No other federal agency has announced such an ambitious attack on the disease since the Food and Drug Administration last summer approved a combination drug therapy to treat hepatitis C, a liver ailment known as HCV. Once known as "non-A, non-B hepatitis" after better-known strains of the liver ailment, it is believed to affect nearly 3.9 million Americans and kill 8,000 to 10,000 people a year.

Labeled "a silent epidemic," HCV is believed to have been spread by intravenous drug use and blood transfusions before 1992, when all blood donations began to be screened for the virus. Public health officials have described HCV as the most common chronic blood-borne infection in the United States; it may account for 40 percent of all liver disease.

Kenneth W. Kizer, the VA's undersecretary for health, says the department's package, costing $12,000 to $15,000 a year per patient, is a harbinger of costly medical treatments to come as new drugs become available to treat chronic ailments in the nation's 26 million veterans.

"It's a big-ticket item," he said in an interview. "There is a huge cost that is involved. We acknowledge it, but I don't know what choice we have."

Kizer said the costs of the HCV initiative--$250 million to $300 million this year alone--have provoked questions outside the VA about the necessity of the effort. He declined to identify his critics, but said the costs likely will rise sharply as more veterans are tested. Those veterans who test positive will have the option of taking the new drug treatment.

While the VA has enough funds in its current budget for the first year of the initiative, Kizer said: "I have grave doubts about [funding for] 2000." He said the costs should rise next fiscal year to $400 million to $500 million.

Even "at government prices," Kizer maintained that the HCV initiative is a cost-effective way to fight a disease that VA surveys have found is widespread among veterans. HCV can lead to other costly medical treatments, including liver transplants.

VA officials say that a six-week study at the veterans hospital in Northwest Washington found 20 percent of the patients tested positive for HCV. A study at the San Francisco VA hospital found 18.9 percent of the patients undergoing routine blood work tested positive and the department said more than half of all its liver transplant patients have HCV.

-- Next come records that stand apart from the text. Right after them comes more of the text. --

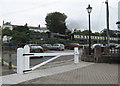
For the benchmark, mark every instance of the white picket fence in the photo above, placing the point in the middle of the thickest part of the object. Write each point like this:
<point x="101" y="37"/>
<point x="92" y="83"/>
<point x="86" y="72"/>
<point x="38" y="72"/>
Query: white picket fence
<point x="23" y="58"/>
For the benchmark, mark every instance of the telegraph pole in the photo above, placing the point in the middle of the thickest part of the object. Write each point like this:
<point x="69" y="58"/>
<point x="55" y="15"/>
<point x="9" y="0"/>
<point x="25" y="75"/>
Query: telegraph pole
<point x="107" y="20"/>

Those findings alarmed VA officials because they are far higher than the 1.8 percent of the general population that is believed to be affected by the disease. To treat the veterans, many of whom are unaware they are carrying the virus, the VA established two research facilities, in Miami and San Francisco. Since then the Food and Drug Administration and the Centers for Disease Control have issued treatment protocols for HCV, steps that Kizer said influenced the VA's action.

A former California state health commissioner, Kizer has developed a reputation as a forceful leader of the VA's system of 171 hospitals, closing some facilities and redirecting the agency toward outpatient care for more veterans. With this HCV initiative, he is pushing the department to take the lead in addressing what former surgeon general C. Everett Koop has called "one of the most serious public health crises faced in this century."

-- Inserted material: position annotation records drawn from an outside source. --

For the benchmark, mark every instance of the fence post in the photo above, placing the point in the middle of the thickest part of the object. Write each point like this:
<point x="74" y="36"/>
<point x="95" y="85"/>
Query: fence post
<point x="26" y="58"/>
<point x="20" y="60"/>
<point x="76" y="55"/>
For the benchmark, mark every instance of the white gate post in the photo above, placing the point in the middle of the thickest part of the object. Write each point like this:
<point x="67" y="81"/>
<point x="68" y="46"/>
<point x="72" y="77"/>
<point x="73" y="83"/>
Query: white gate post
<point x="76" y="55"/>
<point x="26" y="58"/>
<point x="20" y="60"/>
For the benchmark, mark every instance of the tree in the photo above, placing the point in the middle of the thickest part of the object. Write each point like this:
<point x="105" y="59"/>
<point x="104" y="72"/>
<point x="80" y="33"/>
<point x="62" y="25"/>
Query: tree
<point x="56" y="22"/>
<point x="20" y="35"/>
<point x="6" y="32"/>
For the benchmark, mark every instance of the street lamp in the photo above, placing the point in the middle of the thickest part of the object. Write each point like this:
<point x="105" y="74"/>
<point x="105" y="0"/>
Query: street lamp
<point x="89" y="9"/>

In October, the House Committee on Government Reform and Oversight endorsed a report that was highly critical of the Department of Health and Human Services' "lackluster response to the public health threat posed by widespread hepatitis C infection."

Yesterday, Rep. Christopher Shays (R-Conn.), chairman of the subcommittee that prepared the critical report, welcomed the VA effort.

"It is a belated, but urgently needed, VA program," he said through a spokesman. "We welcome the move to help Vietnam veterans, some of whom may have been infected with hepatitis C through contaminated blood. . . ."

Those veterans who choose the new treatment for hepatitis C face a difficult program. Side effects of the drugs involved--interferons and ribavirin--are said to be serious, and include depression, anemia and flu-like symptoms. Only half who take the treatments improve, and those who do are not said to have been cured, but only to have eliminated signs of active liver disease.